Q. What investment options does the Saskatchewan Pension Plan offer?

A. Saskatchewan Pension Plan (SPP) offers its members two investment choices:

  • The balanced fund (BF)
  • The short-term fund (STF).

Members are permitted, but not required, to choose how to direct their contributions in the Plan’s funds. The default fund is the BF – if a member does not give us directions, contributions are deposited to the BF.

Q. What are the objectives of the balanced fund?

The objective of the BF is capital accumulation – growing member accounts to provide them with retirement income in a prudent, risk-controlled manner.

The BF diversifies investments between several asset classes including bonds, equities, real estate and short-term investments. As a further diversification tool, the assets of this fund are divided between two investment managers.

Q. What are the objectives of the short-term fund?

The objective of the STF is capital preservation. Therefore, the money is invested in one asset class – Canadian money market instruments. The STF benchmark is the DEX 91-day T-bill Index. This fund operates on a cost-recovery basis.

STF returns will likely be lower than the BF as the objective is to preserve account balances rather than provide long-term growth.

Q. Which fund should you choose?

A. To answer this question you have to gauge what level of risk you’re willing to accept in a given investment. Factors that will influence this include your investment goals and your retirement timeline. Here are some questions and statements to consider when choosing between the BF and STF:

Balanced Fund Short-Term Fund
Is my main investment goal to seek higher returns and build up the value of my account significantly? Is my main investment goal to make sure I preserve the money I already have in my account?
Do I prefer a mixed portfolio of stocks, bonds, and short-term investments? Am I willing to accept a smaller return in exchange for less investment risk?
How long do I have until I retire? How long do I have until I retire?
If my pension plan takes an unexpected loss, do I have enough time to recover from it before I retire? If my pension plan takes an unexpected loss, do I have only a short amount of time to recover from it before I retire?
Am I comfortable with risk in my portfolio? Do I need more certainty in my portfolio?
Can I tolerate a moderate short-term loss and remain focussed on my long-term goals? Will a moderate short-term loss seriously jeopardize my future plans?
“I’m a long-term investor who can comfortably tolerate a moderate level of risk and can accept a short-term loss along the road to long-term gains.My goal is to steadily increase my account balance through consistently investing in a balanced portfolio over a long period of time.” “I’m a short-term investor who can willingly trade the opportunity for higher earnings for a less risky investment. My goal is to guard my money and keep my account intact. I am less concerned about earning a high rate of return.”

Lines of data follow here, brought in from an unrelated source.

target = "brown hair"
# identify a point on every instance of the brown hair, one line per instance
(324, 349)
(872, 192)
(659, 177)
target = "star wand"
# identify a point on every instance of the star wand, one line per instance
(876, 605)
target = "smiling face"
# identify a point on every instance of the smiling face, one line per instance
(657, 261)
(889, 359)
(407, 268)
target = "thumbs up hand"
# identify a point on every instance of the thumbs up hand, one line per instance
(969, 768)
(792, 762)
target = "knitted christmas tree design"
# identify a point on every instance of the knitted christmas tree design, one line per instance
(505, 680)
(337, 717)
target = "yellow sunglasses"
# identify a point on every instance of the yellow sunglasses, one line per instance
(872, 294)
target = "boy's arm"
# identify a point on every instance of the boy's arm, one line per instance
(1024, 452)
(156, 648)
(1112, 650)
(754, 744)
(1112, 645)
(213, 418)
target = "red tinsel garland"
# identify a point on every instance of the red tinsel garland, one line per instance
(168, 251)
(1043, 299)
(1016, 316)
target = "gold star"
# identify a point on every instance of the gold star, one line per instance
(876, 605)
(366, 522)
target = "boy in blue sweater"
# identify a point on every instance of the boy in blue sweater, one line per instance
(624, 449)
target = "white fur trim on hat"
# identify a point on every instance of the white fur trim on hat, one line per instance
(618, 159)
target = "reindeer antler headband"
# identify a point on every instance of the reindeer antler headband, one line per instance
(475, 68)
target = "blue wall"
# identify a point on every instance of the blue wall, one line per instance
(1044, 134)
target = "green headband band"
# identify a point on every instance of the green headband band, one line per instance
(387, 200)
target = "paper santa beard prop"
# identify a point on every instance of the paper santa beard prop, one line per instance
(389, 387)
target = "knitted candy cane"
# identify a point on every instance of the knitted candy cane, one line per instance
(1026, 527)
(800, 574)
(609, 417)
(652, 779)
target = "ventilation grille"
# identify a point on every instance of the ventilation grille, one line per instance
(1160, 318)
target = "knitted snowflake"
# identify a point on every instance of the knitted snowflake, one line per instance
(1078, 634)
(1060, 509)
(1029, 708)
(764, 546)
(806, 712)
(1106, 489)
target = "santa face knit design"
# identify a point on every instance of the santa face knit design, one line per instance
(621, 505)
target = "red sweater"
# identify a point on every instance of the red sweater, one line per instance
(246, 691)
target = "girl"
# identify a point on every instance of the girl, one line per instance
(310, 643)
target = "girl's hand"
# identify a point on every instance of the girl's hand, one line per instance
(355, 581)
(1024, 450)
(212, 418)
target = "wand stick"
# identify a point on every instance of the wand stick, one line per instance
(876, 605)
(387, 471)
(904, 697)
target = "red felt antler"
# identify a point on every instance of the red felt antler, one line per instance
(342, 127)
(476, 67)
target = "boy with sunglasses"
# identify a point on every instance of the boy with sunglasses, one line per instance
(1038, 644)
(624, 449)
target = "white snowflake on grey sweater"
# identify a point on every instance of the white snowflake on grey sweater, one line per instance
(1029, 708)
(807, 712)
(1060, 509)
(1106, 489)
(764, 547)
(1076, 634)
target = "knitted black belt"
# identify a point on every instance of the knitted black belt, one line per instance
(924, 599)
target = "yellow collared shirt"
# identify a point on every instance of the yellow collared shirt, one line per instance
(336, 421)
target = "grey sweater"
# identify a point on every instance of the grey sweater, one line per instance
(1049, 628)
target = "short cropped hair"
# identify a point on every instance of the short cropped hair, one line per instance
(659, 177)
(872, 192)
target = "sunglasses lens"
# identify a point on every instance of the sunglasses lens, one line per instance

It’s a good practice to re-visit these questions periodically when monitoring your investments to ensure that you are still matched with the correct fund. If any of your answers to these questions change, consider whether you want to remain in the fund, or whether a switch would be more suitable. You may wish to seek the guidance of a financial professional for assistance in making your decisions.

2 thoughts on “FAQ: INVESTMENT CHOICE”

  1. Hi,

    What are the fees involved? Is this like a mutual fund where there is a management fee? Another question is is timing a factor with spp? Would it make a difference if contribution is made early or later part of a year?

    thank you

    1. Thanks for your questions.

      SPP’s management fees are paid from investment earnings. Each month SPP allocates 100 per cent of the earnings, less operating expenses, to members. This management fee is targeted to average one per cent of assets.
      A historical summary of our returns and MER is available at http://www.saskpension.com/index.php?page=administration/return.php.

      With respect to your question about timing for contributions, experts tend to agree that when saving for the long term, earlier is always better. However, if making a lump sum contribution is problematic, regular monthly contributions can help establish the savings ‘habit’.